I’m using 3DS Max 2013 and Apex 1.3. I’ve created a robe with uniform quads, painted the max distance to the cloth, and everything looks awesome in Max. When I bring in the clothed model into UE4, things look fine.
The arms and the legs are painted to react to physics, while the cowl and the torso are not. The arms and legs look fine, and react well to the simulated wind within the editor, but I dont seem to be able to get the unpainted portions of the cloth to stay with their proper orientation. Has anyone else run into this issue?
When you say that you’re leaving portions “unpainted” are you only applying a zero paint weight to them or not painting them at all. If you leave something unpainted as well it should automatically assign it a zero weight.
If you were to paint a 1cm weight in that area does it give any better results?
Are you able to reproduce this on any other assets provide a test asset with the max file, fbx, and cloth.apx file for testing?
I’m still learning some things with cloth and there may be a simple answer in there that if anyone wants to chime in and provide would be awesome!
If you want to provide the assets you can post a link here publicly or if you don’t want the files posted you can send me a PM and I’ll test it out then.
I posted this on Answerhub but someone mentioned this thread there.
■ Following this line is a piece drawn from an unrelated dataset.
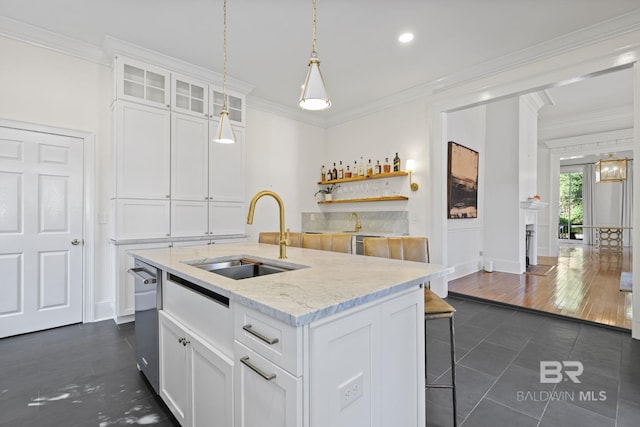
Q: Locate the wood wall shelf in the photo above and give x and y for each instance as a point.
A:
(364, 178)
(366, 199)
Painting a value >0.0 and <1.0 on maxDistance means there will still be cloth simulation on that part of the cloth and this causes the same problem where the ragdoll shapes (mesh parts that are animated) penetrate through the cloth and it can’t stretch enough to avoid the penetration. Backstop won’t help either. Here’s a quote from nvidia documentation:
“For proper clothing animation results, always ensure that the clothing mesh is attached to the character with a motion distance of 0 (blue) with a subset of vertices. This means it is effectively skinned to the character.”
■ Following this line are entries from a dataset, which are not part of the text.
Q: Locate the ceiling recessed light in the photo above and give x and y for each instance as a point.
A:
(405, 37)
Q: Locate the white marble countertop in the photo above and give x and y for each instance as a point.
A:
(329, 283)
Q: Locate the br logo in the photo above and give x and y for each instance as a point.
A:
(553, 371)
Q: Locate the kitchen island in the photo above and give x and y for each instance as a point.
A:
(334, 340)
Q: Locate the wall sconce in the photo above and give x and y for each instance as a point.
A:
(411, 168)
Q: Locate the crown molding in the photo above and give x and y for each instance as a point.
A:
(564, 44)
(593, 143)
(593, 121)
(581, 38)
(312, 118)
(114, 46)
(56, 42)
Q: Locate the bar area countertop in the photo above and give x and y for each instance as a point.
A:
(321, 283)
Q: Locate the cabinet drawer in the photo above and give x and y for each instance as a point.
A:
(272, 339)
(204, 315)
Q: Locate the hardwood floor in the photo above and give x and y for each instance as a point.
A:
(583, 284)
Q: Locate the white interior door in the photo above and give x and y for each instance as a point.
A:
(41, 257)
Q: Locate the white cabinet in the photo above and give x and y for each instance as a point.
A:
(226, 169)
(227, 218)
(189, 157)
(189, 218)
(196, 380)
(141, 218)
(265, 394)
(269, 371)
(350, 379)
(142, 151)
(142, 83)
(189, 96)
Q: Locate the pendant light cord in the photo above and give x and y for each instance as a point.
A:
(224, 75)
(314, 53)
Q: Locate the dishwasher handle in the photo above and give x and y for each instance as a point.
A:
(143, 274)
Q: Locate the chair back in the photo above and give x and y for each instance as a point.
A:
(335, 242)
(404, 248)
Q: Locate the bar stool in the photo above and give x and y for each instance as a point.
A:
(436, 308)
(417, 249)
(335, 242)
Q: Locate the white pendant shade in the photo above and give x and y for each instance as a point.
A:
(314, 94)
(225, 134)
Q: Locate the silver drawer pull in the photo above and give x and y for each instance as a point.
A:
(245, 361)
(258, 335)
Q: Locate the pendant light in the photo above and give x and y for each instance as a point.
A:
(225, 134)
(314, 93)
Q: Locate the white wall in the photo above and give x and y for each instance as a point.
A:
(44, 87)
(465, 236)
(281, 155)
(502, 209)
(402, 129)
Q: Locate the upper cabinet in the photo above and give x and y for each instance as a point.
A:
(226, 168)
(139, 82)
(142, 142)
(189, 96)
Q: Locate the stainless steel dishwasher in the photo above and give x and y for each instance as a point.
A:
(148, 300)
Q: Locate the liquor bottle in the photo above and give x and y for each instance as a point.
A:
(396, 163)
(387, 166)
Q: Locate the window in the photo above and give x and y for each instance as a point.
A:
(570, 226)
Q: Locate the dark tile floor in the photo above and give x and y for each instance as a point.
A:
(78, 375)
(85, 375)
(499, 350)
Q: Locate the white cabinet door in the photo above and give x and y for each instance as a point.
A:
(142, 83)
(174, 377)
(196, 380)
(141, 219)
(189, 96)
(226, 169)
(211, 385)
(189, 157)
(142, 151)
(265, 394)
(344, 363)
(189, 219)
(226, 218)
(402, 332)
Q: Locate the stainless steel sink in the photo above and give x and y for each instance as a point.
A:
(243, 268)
To completely disable cloth simulation and let some parts of the cloth simply move according to its skinning information, a value of 0 is required I think.
With Cloth you need to make sure that you paint the zero weight. I know it’s defaulted to that, but you’ll need to actually paint the zero weight then paint your other weights. I’m not sure if this is a bug or not but I’m going to put in a request for possible enhancement avoid this behavior.
Thanks for your reply. Actually, regardless of whether I explicitly paint 0 or i leave the area unpainted (in which case it defaults to 0), cloth regions with 0 max distance are still imported with the wrong axis up.
I can send an example maya scene with the Physx setup and the exported apex files if required.
Yeah, if you want you can send me the scene via a link here or in a PM. I don’t have Maya installed, but one of my colleagues does so I’ll see if I can use his computer to take a look at the setup when I’m back in the office this upcoming week.
When I did my test in Max I would get the flipped axis issue, but only when I didn’t paint any zero weight to the cloth and left it with the default zero weight.